Two dimensional integer knapsack problem
Read an integer W and an integer V, which are the maximum allowed weight and volume capacity of a knapsack, respecitively. Read an integer n and then n types of item; each item type has four attributes: weight (integer), volume(integer), profit (integer), and number of items (integer). An item cannot be divided into pieces.

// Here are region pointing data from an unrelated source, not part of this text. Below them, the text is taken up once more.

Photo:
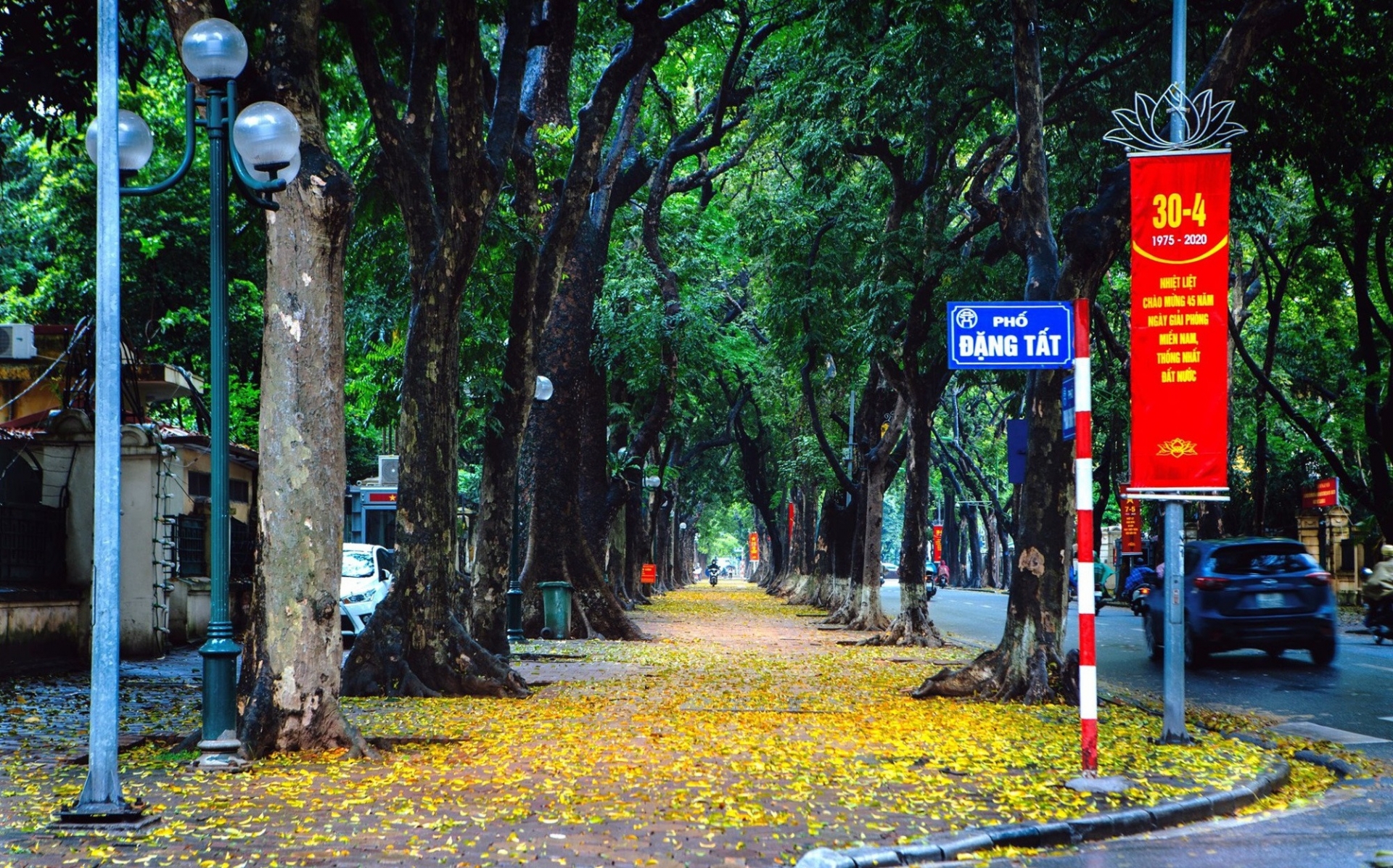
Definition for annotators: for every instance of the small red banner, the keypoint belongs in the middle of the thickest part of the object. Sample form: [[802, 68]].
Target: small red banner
[[1180, 321], [1132, 526], [1325, 492]]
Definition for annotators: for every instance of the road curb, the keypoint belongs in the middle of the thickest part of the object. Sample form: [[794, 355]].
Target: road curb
[[1114, 824]]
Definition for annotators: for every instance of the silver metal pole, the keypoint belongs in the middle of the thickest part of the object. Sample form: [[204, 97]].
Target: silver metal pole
[[1178, 70], [102, 792], [1173, 714]]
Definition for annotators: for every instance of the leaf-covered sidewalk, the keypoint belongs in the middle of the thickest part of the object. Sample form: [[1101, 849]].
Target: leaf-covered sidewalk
[[743, 735]]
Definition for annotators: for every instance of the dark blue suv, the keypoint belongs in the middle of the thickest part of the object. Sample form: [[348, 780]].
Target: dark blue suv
[[1252, 592]]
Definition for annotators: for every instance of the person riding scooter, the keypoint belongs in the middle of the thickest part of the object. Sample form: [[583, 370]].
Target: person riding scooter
[[1378, 597], [1138, 587]]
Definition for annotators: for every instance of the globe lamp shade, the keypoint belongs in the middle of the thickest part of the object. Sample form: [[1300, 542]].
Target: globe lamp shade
[[287, 175], [213, 51], [134, 142], [266, 134], [543, 389]]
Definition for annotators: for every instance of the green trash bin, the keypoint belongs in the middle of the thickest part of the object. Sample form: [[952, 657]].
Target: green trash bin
[[556, 611]]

Solve the knapsack problem and print total profit of packed items.
Sample input:
215 130
10
12 9 16 4
16 4 5 4
15 12 11 3
7 17 5 2
12 9 16 4
13 2 17 1
19 14 6 5
9 8 1 2
14 8 6 5
18 1 12 3
Sample output:
219
Because we have already discussed the one dimensional 0-1 package, I will give the modified code directly~
#include <iostream>
#include <algorithm>
#include<vector>
using namespace std;
int main()
{
int W, V, n, all = 0,w,v,num,p;
cin >> W >> V >> n;
vector<int> Weight, Volume, Profit;
for (int i = 0; i < n; ++i)
{
cin>>w>>v>>p>>num;
for (int j=1; j<=num; j<<=1) { //通过位操作,保证j从1取到2、4、8...这样不必把每个相同的item都放进数组,可以进行合并但同时保证可以构造出任何一个个数,比如:1+2就可以构造出3
Weight.push_back(w*j);
Volume.push_back(v*j);
Profit.push_back(p*j);
++all;
num-= j;
}
if (num>0) {
Weight.push_back(w*num);
Volume.push_back(v*num);
Profit.push_back(p*num);
++all;
}
}
int dp[1000][1000]={0};
for (int i = 0; i < all; ++i)
for (int j = W; j >= Weight[i]; --j)
for (int k = V; k >= Volume[i]; --k)
dp[j][k] = max(dp[j-Weight[i]][k - Volume[i]] + Profit[i], dp[j][k]);
cout << dp[W][V];
return 0;
}